We've just finished our manifesto for the next Senedd election. The key things we've included are about building a sustainable psychology workforce and placing psychology at the heart of the public health agenda. I see part of my role as being about educating people like the NHS and employers about what psychology is, what it's good for and what psychologists do. Meeting the growing demand for additional learning needs is also in our manifesto.

We've joined the newly formed Allied Healthcare Professionals Federation Cymru, which is a group of AHP membership bodies that jointly advocate for improving the links between health services and supporting the AHPs that work within. I also work with stakeholder groups, including those in NHS workforce planning, about how to get Welsh people into the NHS in Wales – a lot of people live in Wales and want to stay in Wales, but often they need to go elsewhere to train or work.

As part of placing psychology at the heart of public health, we're now working with Professor Jim McManus, director of Public Health Wales, to build the links between psychology and public health. As psychologists, we're bad at trumpeting what we do and what we do well. We're hosting an impact-sharing event in June where public health and psychology are coming together to showcase case studies and talk about where we've had impact for the wellbeing of the nation. From that, we're hoping to put together a symposium paper to send to the Senedd to say, 'this is the amazing stuff we are doing in Wales that is improving the wellbeing and health of the nation'.

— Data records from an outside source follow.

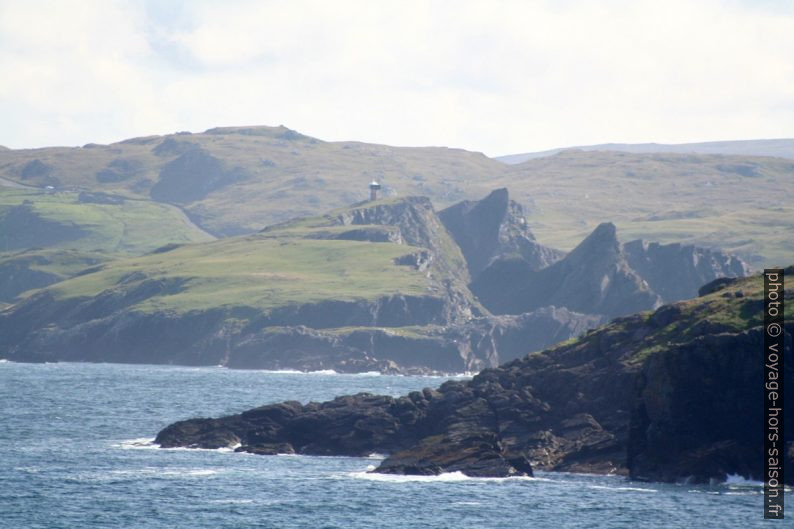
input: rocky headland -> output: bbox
[156,267,794,483]
[0,188,747,373]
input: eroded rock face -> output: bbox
[471,223,662,317]
[157,272,794,483]
[438,188,564,278]
[628,323,794,482]
[150,150,248,204]
[470,223,749,317]
[623,240,750,303]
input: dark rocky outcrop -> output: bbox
[623,240,750,303]
[471,223,662,317]
[19,158,60,187]
[156,269,794,483]
[628,324,794,482]
[438,188,564,278]
[471,223,749,317]
[96,158,142,184]
[150,148,248,204]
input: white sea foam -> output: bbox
[106,467,221,479]
[587,485,659,492]
[347,465,548,483]
[725,474,764,487]
[111,437,160,450]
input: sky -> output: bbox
[0,0,794,156]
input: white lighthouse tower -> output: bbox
[369,180,380,200]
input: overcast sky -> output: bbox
[0,0,794,155]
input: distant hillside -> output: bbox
[0,189,741,373]
[0,187,213,302]
[0,127,794,268]
[494,138,794,164]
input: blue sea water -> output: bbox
[0,362,772,529]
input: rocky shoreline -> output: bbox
[156,268,794,483]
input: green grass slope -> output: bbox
[499,151,794,268]
[50,235,428,314]
[0,127,794,268]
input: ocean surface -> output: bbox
[0,361,772,529]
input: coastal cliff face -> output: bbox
[156,268,794,482]
[438,188,564,278]
[0,188,742,373]
[470,223,748,317]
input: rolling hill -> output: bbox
[0,127,794,268]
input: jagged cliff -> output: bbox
[156,267,794,483]
[0,188,748,373]
[0,193,601,373]
[438,188,564,278]
[471,223,748,317]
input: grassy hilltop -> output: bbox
[0,127,794,268]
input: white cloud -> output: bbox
[0,0,794,154]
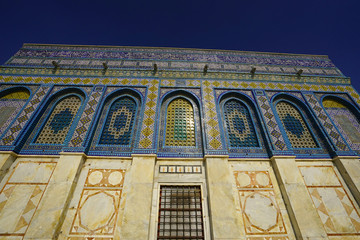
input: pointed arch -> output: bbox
[33,94,82,144]
[223,98,259,147]
[158,90,203,157]
[275,99,319,148]
[88,88,142,156]
[165,97,196,147]
[0,87,30,136]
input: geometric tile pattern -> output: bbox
[299,165,360,236]
[99,97,137,145]
[165,98,195,146]
[35,96,81,144]
[256,95,287,151]
[224,100,259,147]
[0,90,30,135]
[0,161,56,237]
[69,88,103,147]
[304,94,349,151]
[323,99,360,150]
[139,80,159,148]
[234,171,287,236]
[276,101,317,148]
[69,169,125,239]
[1,86,50,145]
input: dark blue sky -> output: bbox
[0,0,360,90]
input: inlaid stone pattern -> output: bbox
[0,90,30,136]
[1,86,50,145]
[234,171,288,239]
[35,96,81,144]
[299,165,360,236]
[68,169,125,239]
[99,97,137,145]
[165,98,196,146]
[224,100,259,147]
[276,101,318,148]
[0,161,56,238]
[323,99,360,150]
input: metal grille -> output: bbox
[157,186,204,240]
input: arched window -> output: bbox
[34,95,81,144]
[99,97,137,145]
[322,98,360,150]
[0,89,30,135]
[224,99,259,147]
[276,101,318,148]
[165,98,196,146]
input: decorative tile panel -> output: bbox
[34,96,81,144]
[1,86,50,146]
[299,165,360,236]
[256,95,287,151]
[159,165,202,174]
[165,98,196,146]
[99,97,137,145]
[304,94,349,151]
[202,81,223,150]
[0,90,30,136]
[69,87,103,147]
[224,100,259,147]
[276,101,318,148]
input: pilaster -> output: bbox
[120,154,156,240]
[205,156,245,240]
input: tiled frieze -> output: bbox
[138,80,159,149]
[69,87,103,147]
[276,101,319,148]
[0,90,30,136]
[202,81,223,150]
[0,161,56,238]
[1,86,50,146]
[299,163,360,239]
[256,94,288,151]
[304,93,349,151]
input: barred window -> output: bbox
[224,100,259,147]
[276,101,318,148]
[35,95,81,144]
[157,185,204,240]
[165,98,195,146]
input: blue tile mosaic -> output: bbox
[99,97,137,145]
[224,100,259,147]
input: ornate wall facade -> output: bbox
[0,44,360,240]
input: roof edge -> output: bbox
[22,43,329,59]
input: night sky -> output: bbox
[0,0,360,91]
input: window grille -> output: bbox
[157,185,204,240]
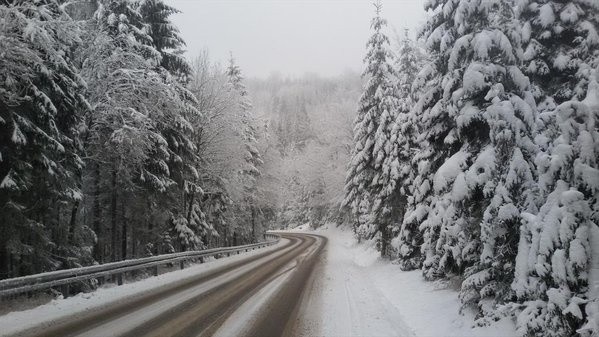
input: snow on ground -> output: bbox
[0,239,288,336]
[294,226,517,337]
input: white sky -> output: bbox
[165,0,425,77]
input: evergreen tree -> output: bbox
[139,0,191,80]
[415,1,536,313]
[516,0,599,111]
[344,1,397,252]
[512,77,599,337]
[0,0,89,278]
[390,30,423,270]
[226,56,263,242]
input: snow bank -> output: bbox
[0,239,287,336]
[305,225,517,337]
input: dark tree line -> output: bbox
[0,0,262,278]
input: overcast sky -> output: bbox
[166,0,424,77]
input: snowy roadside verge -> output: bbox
[298,225,517,337]
[0,238,288,336]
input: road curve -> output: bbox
[9,233,326,337]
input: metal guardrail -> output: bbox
[0,233,281,298]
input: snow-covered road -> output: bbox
[0,227,516,337]
[0,234,326,336]
[296,226,517,337]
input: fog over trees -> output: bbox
[0,0,599,337]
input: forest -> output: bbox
[0,0,599,337]
[343,0,599,336]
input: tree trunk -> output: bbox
[68,200,79,246]
[121,211,128,260]
[92,163,104,263]
[110,168,119,262]
[250,205,256,243]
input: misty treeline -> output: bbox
[344,0,599,337]
[248,71,362,228]
[0,0,264,279]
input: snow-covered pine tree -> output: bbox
[0,0,89,278]
[226,55,263,241]
[415,0,535,302]
[81,0,203,260]
[512,76,599,337]
[390,30,424,270]
[516,0,599,112]
[139,0,191,81]
[343,1,397,256]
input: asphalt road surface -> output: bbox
[10,233,326,337]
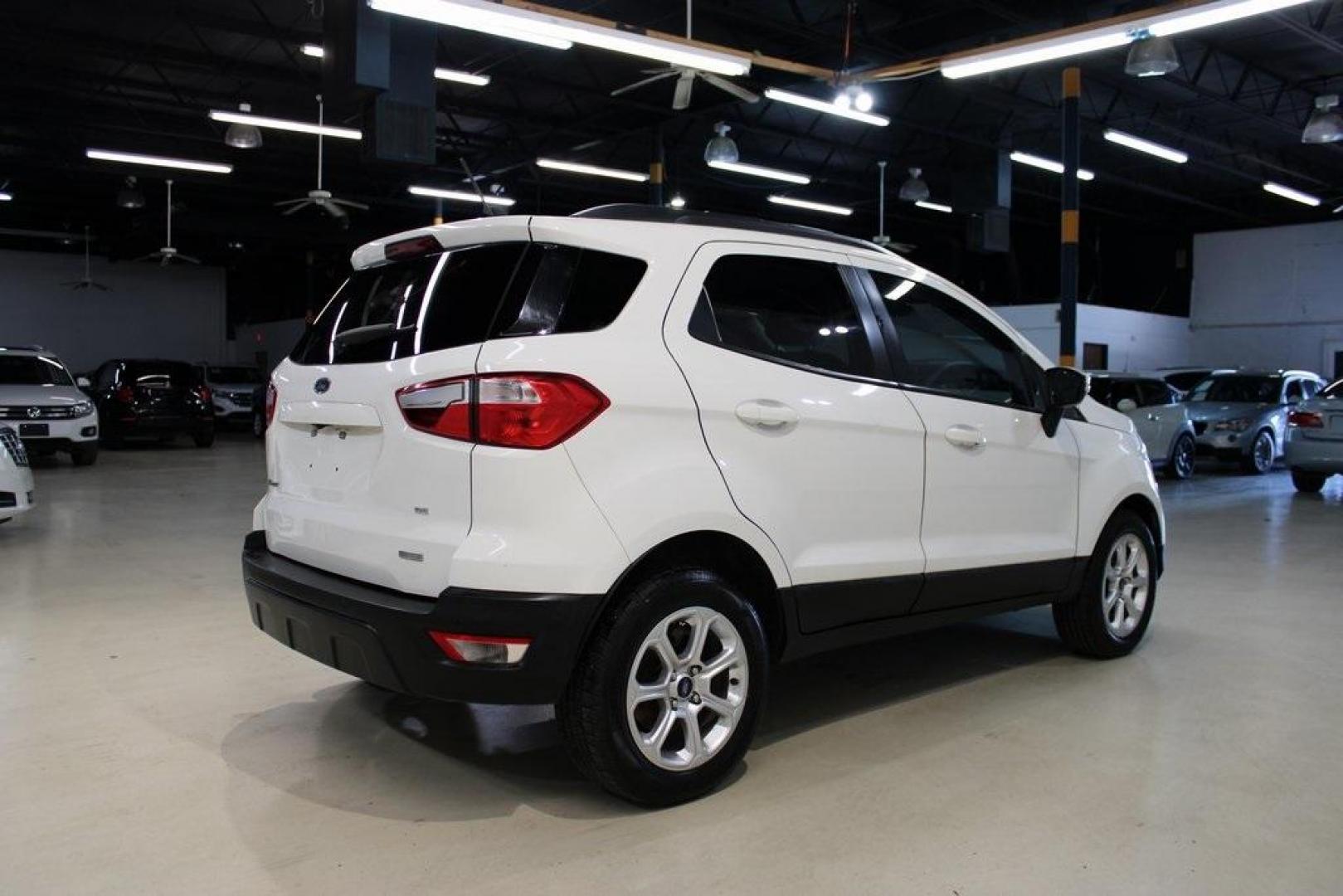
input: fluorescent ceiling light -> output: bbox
[915,199,955,215]
[536,158,649,184]
[1263,180,1321,207]
[1105,130,1189,165]
[709,158,811,187]
[210,109,364,139]
[942,0,1310,78]
[1011,152,1096,180]
[434,69,490,87]
[85,149,234,174]
[770,196,853,215]
[368,0,751,76]
[764,87,890,128]
[407,187,517,206]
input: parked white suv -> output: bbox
[0,345,98,466]
[243,206,1163,805]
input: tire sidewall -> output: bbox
[1078,512,1156,655]
[588,570,770,805]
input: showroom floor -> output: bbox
[0,436,1343,896]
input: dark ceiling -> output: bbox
[0,0,1343,316]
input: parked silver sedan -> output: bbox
[1282,380,1343,492]
[1091,373,1194,480]
[1186,371,1324,473]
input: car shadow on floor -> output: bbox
[221,610,1066,821]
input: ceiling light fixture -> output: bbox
[85,149,234,174]
[224,102,260,149]
[1263,180,1321,208]
[709,160,811,187]
[434,69,490,87]
[1105,129,1189,165]
[770,196,853,215]
[210,109,364,139]
[1302,94,1343,144]
[1011,152,1096,180]
[900,168,932,202]
[915,199,956,215]
[764,87,890,128]
[368,0,751,76]
[536,158,649,184]
[1124,32,1179,78]
[407,187,517,207]
[940,0,1310,78]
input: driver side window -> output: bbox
[872,271,1041,410]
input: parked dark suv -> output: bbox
[90,358,215,447]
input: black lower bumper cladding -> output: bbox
[241,532,603,704]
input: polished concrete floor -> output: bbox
[0,436,1343,896]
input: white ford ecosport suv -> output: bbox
[243,206,1165,805]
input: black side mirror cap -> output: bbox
[1041,367,1091,438]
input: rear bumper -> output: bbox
[241,532,603,704]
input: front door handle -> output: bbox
[946,423,989,451]
[737,399,802,430]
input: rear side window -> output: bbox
[690,256,874,376]
[290,243,647,364]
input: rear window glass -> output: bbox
[290,243,647,364]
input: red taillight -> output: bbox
[428,631,532,666]
[1287,411,1324,430]
[397,373,611,450]
[382,236,442,262]
[266,382,278,426]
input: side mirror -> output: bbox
[1039,367,1091,438]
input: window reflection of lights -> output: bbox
[887,280,915,302]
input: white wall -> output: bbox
[1190,221,1343,376]
[0,250,226,371]
[994,302,1191,371]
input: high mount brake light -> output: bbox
[1287,411,1324,430]
[382,236,442,262]
[397,373,611,450]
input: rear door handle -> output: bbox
[946,423,989,451]
[737,399,802,430]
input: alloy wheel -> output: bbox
[1102,532,1151,638]
[625,607,749,771]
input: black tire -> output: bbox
[1241,430,1277,475]
[70,442,98,466]
[1165,432,1198,480]
[1053,510,1156,660]
[556,568,770,806]
[1292,470,1330,494]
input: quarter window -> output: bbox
[690,256,873,376]
[872,271,1041,408]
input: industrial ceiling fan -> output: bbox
[136,178,200,267]
[611,0,760,111]
[61,224,109,293]
[275,94,368,223]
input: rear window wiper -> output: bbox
[332,324,415,348]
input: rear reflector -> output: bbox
[428,631,532,666]
[382,236,443,262]
[397,373,611,450]
[1287,411,1324,430]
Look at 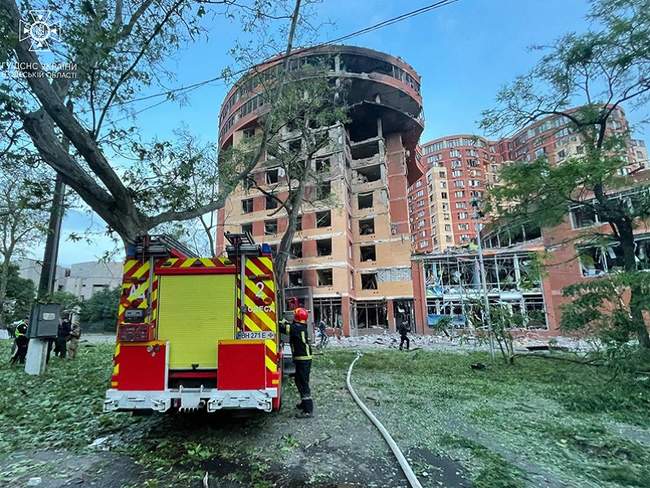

Can you also tell me about your work with students and career paths for psychology graduates?

I'm very, very much about the opportunities, particularly for our Welsh graduates and our Welsh students. It started with my passion about students in Wales at the OU, but it's now all students who go to any Welsh University. We're the poorest nation out of the four, and our students have some of the fewest opportunities, so I feel passionate about working with psychology graduates and helping them on their journey to employment.

We've got a programme in the OU in Wales called the National Enrichment Programme, which works with further education colleges and sixth formers. We're having three big events between September and December to showcase what psychology is, what's going on in research in psychology, and what it's like to do a psychology degree, showcasing all nine Welsh Universities. We'll also have student ambassadors there to speak about their experiences and psychologists to talk about their jobs. It'll be aimed at people who either study psychology or have an interest in it.

Another project we are doing, in collaboration with the BPS and British Association for Counselling and Psychotherapy, is developing an OpenLearn platform where we've got three key questions: what is psychology, counselling and therapy, what do psychologists, counsellors and therapists do, and what is it good for? It will include careers, but it will also be debunking myths. It will be about educating, not just people about psychology, but also employers as to what sort of skill sets our graduates may have and what different types of psychologists can do and offer to organisations.

Are there any areas you'd particularly like to focus on in the future?

I want to work more with workforce planning for the future and develop the career paths for our psychology graduates. For example, quite a few psychology graduates train to become speech and language therapists, but that isn't a career path that is typically well-known among psychology graduates. We could do more to work with stakeholders and workforce planning groups in developing career paths for psychology graduates and raising awareness of career paths.